The two key advantages of the traditional IRA are the contribution may be tax deductible and the earnings are tax deferred until you made a distribution on your retirement. However, employees who are covered by a retirement plans at work (even if they do not contribute or participate) are limited in their ability to make tax-deductible contribution to their IRAs.

Usually, a traditional IRA is no longer deductible once you are covered by a retirement plan at work but if you meet the income requirement, you may have a full or partial deduction on the contribution. If  you make $56,000 or less ($89,000 or less for married joint filers), you claim a full deduction from your regular income. However, your deduction is phased-out if you make between $56,000 and $66,000 (between $89,000 and $109,000 for married joint filers) and if you make more than $66,000 ($109,000 for married joint filers), your traditional IRA is no longer deductible.
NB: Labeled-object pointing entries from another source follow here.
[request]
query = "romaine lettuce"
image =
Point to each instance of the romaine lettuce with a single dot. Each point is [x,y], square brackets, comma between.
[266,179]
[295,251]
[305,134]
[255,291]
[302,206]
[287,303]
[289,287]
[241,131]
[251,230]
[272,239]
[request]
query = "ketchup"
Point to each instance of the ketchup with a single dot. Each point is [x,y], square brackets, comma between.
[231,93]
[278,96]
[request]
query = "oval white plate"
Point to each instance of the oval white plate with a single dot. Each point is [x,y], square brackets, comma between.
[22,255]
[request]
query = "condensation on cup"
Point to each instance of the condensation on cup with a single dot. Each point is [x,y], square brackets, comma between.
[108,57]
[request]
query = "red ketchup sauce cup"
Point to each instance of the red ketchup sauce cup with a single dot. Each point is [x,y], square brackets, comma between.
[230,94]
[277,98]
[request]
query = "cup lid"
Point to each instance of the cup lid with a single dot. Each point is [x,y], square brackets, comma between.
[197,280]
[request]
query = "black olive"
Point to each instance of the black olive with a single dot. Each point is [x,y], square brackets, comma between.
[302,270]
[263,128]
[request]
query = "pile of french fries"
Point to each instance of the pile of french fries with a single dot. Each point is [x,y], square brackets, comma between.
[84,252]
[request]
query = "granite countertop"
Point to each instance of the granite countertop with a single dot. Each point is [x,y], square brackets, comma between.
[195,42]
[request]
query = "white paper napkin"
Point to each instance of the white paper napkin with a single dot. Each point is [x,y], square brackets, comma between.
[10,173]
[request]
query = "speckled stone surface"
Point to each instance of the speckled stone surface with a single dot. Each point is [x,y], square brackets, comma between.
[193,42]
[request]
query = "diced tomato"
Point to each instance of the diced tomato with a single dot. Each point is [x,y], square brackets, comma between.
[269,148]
Traditional IRA can be deducted from your income even if you do not itemize. This is considered as above-the-line deduction.

Once you hit the age of 70 1/2 years, you must make a mandatory minimum distribution from your IRA as otherwise the IRS will start taxing you. Of course, you’ve benefited already for a long time so the IRS wants their money now.

Other Traditional IRA Facts:

Roth IRAs:

Roth IRA was created on January 1, 1998, as a result of Taxpayer Relief Act of 1997. It is named after former Senator William V. Roth, Jr. A Roth IRA is similar to a traditional IRA except that the original contribution is not tax deductible. However, one key advantage of the Roth IRA is that the investment earnings are not taxed when your money is withdrawn at the right retirement age.

A Roth IRA is advisable if you already have a retirement plan at work and you no longer qualify to make a tax deductible traditional IRA. In addition,  a Roth IRA is also perfect if you expect to have a huge retirement income from your employer sponsored retirement plan such as a 401(k) , 403(b) or pension plans as this will put you in a higher tax bracket and may potentially pay higher taxes come retirement time.

There are some income limits for Roth IRA contribution. You can make a full contribution if your gross income is $105,000 or less ($167,000 for married joint filers) in 2010 and is phased out if you make between $105,000 and $120,000 (between $167,000 and $177,000 for married joint filers). However, you can no longer contribute to your Roth IRA if your adjusted gross income is $120,000 ($177,000 for married joint filers).

Additional Roth IRA Facts:

Source: IRS Publication 590


  1. I like the Roth the best!

    Mainly because you can pull out your contributions at any time, penalty free!

    • alex says:

      That is a really good point. I do like the flexibility that option offers. It is really hard to choose the right retirement option.